I fatti di cronaca di questi ultimi giorni mostrano l’urgenza di far comprendere che la violenza sulle donne non è un affare privato, bensì un problema dell’intera società. “Stiamo affrontando un’emergenza sociale che riguarda ognuno di noi. È necessaria un’alfabetizzazione degli affetti, anche e soprattutto tra le nuove generazioni che si stanno mostrando troppo vicine alla cultura della violenza. È evidente un bisogno educativo anche nella sfera affettiva e sentimentale, a cui noi genitori non abbiamo assolto pienamente” commenta la sceneggiatrice e produttrice cinematografica, soffermandosi sull’importanza di interventi anche a scuola e nei luoghi di aggregazione per impedire che si radichino stereotipi di genere, come la sottocultura del machismo.
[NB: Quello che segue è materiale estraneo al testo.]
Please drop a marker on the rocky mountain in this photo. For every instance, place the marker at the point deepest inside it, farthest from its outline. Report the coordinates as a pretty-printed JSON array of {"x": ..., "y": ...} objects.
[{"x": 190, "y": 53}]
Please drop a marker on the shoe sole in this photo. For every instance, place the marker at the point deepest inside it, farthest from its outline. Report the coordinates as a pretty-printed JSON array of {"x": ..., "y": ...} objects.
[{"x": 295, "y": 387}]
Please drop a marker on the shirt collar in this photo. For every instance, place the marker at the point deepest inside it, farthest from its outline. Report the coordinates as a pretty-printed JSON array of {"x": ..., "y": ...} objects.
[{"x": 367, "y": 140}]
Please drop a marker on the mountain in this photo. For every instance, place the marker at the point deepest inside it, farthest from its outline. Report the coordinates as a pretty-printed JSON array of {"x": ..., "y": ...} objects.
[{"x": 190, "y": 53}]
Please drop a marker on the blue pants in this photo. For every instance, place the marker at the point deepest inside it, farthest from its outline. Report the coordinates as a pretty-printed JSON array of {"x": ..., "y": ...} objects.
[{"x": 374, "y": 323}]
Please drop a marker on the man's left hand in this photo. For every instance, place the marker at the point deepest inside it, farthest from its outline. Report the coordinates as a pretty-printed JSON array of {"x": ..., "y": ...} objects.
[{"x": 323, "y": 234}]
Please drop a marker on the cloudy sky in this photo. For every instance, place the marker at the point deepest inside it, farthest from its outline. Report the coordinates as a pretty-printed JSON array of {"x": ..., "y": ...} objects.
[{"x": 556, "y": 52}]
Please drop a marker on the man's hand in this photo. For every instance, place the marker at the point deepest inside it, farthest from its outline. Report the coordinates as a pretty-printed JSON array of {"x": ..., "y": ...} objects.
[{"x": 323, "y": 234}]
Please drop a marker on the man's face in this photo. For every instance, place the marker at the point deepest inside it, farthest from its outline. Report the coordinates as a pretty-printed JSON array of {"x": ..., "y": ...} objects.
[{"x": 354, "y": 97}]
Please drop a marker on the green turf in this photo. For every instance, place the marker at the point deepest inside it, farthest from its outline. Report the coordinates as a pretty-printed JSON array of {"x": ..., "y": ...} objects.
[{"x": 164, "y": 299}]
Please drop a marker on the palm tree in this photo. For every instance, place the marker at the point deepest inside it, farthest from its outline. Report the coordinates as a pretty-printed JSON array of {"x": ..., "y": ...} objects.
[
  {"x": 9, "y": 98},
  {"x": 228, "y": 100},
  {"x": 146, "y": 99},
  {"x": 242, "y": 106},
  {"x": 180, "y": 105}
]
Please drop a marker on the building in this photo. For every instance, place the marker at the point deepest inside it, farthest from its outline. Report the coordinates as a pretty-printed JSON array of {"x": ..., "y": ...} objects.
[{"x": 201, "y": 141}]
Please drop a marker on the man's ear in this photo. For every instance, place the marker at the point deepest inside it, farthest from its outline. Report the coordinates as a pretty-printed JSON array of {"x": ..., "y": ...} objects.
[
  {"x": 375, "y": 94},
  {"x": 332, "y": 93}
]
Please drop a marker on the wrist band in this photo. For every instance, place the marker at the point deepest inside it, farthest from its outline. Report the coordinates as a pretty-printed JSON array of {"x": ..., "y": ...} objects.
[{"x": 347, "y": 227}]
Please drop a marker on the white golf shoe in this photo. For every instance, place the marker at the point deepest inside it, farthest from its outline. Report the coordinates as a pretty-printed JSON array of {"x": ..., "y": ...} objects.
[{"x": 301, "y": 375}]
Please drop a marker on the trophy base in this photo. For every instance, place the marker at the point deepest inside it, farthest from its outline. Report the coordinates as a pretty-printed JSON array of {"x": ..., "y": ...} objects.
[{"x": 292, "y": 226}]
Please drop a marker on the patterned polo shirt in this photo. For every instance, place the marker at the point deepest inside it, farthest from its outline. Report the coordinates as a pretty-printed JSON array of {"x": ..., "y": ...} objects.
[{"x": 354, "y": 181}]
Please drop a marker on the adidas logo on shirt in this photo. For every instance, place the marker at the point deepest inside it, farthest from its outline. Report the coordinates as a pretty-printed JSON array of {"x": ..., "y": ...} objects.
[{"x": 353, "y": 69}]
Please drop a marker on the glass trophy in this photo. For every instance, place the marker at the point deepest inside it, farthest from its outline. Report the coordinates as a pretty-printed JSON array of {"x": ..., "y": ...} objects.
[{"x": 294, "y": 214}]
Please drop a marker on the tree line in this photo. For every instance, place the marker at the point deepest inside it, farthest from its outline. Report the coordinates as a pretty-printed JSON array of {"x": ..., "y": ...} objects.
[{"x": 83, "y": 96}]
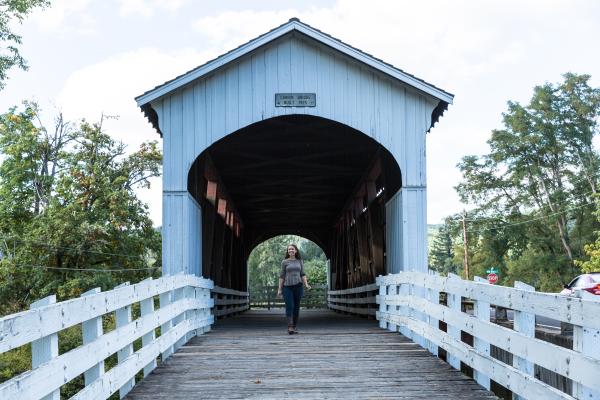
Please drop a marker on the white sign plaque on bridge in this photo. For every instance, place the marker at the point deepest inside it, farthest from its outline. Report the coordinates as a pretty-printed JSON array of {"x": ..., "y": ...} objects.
[{"x": 295, "y": 100}]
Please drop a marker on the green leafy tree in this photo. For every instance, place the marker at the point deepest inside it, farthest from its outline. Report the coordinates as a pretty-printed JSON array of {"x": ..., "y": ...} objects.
[
  {"x": 592, "y": 250},
  {"x": 70, "y": 219},
  {"x": 532, "y": 190},
  {"x": 441, "y": 254},
  {"x": 12, "y": 11}
]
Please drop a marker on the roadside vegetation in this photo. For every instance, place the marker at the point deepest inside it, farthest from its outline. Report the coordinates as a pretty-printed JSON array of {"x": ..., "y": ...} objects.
[{"x": 533, "y": 205}]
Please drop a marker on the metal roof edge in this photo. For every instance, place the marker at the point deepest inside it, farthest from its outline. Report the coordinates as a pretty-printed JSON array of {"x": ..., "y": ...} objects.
[{"x": 293, "y": 24}]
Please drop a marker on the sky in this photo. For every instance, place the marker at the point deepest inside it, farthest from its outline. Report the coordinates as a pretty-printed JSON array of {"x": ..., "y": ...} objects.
[{"x": 92, "y": 57}]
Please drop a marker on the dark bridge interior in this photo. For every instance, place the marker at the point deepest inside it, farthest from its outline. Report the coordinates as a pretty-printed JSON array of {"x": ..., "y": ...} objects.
[{"x": 301, "y": 175}]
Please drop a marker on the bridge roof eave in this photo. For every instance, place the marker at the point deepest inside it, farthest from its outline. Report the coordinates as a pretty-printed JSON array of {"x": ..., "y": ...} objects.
[{"x": 294, "y": 24}]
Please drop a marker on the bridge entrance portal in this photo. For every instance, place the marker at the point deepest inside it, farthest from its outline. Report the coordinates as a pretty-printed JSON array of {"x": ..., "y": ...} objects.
[{"x": 295, "y": 174}]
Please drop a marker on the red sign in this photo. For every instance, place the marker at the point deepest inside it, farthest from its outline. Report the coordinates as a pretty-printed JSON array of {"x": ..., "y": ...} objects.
[{"x": 492, "y": 278}]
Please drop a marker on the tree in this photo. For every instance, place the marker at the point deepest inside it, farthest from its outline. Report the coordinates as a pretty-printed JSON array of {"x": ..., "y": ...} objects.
[
  {"x": 441, "y": 255},
  {"x": 10, "y": 11},
  {"x": 70, "y": 219},
  {"x": 533, "y": 187}
]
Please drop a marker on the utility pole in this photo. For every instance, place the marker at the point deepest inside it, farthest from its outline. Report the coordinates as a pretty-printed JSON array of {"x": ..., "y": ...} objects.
[{"x": 466, "y": 245}]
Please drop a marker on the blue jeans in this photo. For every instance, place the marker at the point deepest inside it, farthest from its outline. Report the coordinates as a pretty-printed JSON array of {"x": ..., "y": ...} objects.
[{"x": 292, "y": 296}]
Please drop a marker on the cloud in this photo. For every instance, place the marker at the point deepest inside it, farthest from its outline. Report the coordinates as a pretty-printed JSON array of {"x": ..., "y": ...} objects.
[
  {"x": 485, "y": 53},
  {"x": 148, "y": 8},
  {"x": 66, "y": 16},
  {"x": 109, "y": 87}
]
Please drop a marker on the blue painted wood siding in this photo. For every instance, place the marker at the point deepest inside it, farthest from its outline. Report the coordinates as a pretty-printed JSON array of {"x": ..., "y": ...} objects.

L’impegno dei professionisti operativi nell’ambito del Protocollo Zeus, attualmente attivo in diverse città italiane, ma anche delle associazioni e dei centri antiviolenza, si rivela sempre più determinante, ma, come evidenzia Mainardi, tale rete avrebbe bisogno di maggiore supporto istituzionale. “Occorre un’assunzione di consapevolezza e responsabilità a tutti i livelli nonché interventi decisivi per intensificare questi strumenti, migliorare per esempio i tempi della giustizia ed evitare la vittimizzazione secondaria che si perpetra ancora troppo spesso nelle aule dei tribunali. La politica dovrebbe intraprendere una serie di azioni capaci di affrontare non solo situazioni emergenziali ed estreme, ma volte a promuovere una reale cultura di contrasto alla violenza di genere” conclude, con la consapevolezza che ci vorrà del tempo, ma si può assicurare un altro domani, a tutti.